Myrtle rust update – Wednesday 24 May 2017
The number of properties infected with myrtle rust continues to rise slowly with confirmation today of a new detection in Northland.
A private garden in Kaikohe has tested positive for the fungus. It was found on plants that had been purchased from a nursery where myrtle rust has been found.
The total number of affected properties nationally now stands at 17 in 3 regions – Northland, Taranaki and Waikato.
The majority of properties are in Taranaki where it has appeared on plants in nurseries, plant retailers and distributors, an orchard and private gardens.
To date, the rust has been found on pōhutukawa, lophomyrtus, gum trees and a single instance of mānuka. It has not been observed on feijoa as yet.
Ministry for Primary Industries (MPI) is receiving unprecedented support from members of the public, with well over 400 reports of suspected symptoms to its 0800 number.
Of those reports, a small percentage require sampling and testing. The Ministry is able to distinguish the highest risk reports from photographs. Myrtle rust only affects plants in the myrtle family, so any rust symptoms on other plants can immediately be discounted.
MPI thanks people for their vigilance in this situation. Their reports are helping to build a picture of where the rust is present and inform plans being made for the future management of the fungus.
The Ministry is working closely with the Department of Conservation (DOC) in the effort to manage the situation. This is the largest deployment of staff in DOC's history with some 125 people dedicated to the response. The department is doing everything it can to counter myrtle rust.

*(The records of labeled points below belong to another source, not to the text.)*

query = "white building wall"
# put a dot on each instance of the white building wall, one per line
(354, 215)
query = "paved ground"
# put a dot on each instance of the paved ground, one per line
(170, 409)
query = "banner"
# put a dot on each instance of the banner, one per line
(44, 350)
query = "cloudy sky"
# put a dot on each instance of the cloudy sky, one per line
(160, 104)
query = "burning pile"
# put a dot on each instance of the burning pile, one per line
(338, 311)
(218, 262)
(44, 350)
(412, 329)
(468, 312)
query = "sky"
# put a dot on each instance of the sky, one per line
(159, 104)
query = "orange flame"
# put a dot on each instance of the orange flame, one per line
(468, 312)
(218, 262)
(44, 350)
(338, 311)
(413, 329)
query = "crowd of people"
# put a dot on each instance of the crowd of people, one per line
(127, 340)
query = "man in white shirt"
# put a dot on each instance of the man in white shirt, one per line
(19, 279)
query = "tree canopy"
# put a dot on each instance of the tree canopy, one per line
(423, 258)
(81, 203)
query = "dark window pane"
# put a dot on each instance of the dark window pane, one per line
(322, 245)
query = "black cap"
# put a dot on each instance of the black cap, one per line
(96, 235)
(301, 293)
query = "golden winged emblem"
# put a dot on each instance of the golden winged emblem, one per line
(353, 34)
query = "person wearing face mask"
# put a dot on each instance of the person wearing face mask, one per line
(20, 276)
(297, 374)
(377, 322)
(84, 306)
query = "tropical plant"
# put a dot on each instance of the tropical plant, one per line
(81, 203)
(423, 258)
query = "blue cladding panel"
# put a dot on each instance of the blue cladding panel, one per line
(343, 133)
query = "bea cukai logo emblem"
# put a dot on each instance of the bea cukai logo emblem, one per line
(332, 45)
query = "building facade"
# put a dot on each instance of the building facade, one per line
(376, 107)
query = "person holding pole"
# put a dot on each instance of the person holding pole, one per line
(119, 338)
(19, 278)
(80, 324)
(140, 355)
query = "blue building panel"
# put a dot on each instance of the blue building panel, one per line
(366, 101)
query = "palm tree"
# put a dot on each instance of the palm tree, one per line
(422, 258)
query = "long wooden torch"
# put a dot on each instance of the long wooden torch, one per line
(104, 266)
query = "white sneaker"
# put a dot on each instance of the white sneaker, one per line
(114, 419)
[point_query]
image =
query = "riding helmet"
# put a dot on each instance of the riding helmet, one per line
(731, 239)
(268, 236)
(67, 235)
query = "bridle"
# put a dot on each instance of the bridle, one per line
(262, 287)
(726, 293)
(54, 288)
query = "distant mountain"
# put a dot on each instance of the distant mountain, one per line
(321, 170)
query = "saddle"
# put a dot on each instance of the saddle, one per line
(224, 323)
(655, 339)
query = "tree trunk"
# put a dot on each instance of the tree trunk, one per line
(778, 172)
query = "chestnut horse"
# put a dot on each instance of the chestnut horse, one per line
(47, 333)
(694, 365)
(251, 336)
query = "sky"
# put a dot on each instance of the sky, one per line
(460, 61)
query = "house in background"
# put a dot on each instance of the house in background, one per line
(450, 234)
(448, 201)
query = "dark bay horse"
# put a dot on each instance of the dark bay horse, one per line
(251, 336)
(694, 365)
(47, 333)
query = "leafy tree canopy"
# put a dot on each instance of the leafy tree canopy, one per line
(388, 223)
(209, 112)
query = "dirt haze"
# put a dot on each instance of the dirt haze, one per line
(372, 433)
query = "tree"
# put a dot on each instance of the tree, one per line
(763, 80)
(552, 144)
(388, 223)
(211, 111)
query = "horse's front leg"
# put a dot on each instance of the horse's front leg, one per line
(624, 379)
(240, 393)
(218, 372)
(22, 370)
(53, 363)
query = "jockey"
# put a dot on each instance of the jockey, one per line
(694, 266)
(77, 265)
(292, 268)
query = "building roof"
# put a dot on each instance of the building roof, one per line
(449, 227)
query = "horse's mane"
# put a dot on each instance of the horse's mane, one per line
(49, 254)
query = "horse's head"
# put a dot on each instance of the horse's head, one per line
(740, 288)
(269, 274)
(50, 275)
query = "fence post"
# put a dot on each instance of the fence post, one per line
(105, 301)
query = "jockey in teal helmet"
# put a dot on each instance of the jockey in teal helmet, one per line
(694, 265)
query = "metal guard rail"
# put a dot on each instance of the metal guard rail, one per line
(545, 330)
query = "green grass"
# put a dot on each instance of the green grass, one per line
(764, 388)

It's important all New Zealanders in every part of the country look for signs of myrtle rust including in the South Island. Many common garden plants are members of the myrtle family and any new growth is susceptible, so please examine very carefully the underside of new leaves in Lily-Pily (Eugenia), bottlebrush, mānuka, gum, guava and feijoia, especially if they are recently purchased plants from nurseries or ordered online.
People can report any suspected signs of myrtle rust to MPI's Exotic Pest and Disease Hotline on 0800 80 99 66. Do not touch the rust or the plant because the fine wind-borne spores are very easily spread on clothes or shoes. Note the location and take photos of the symptoms and the plant.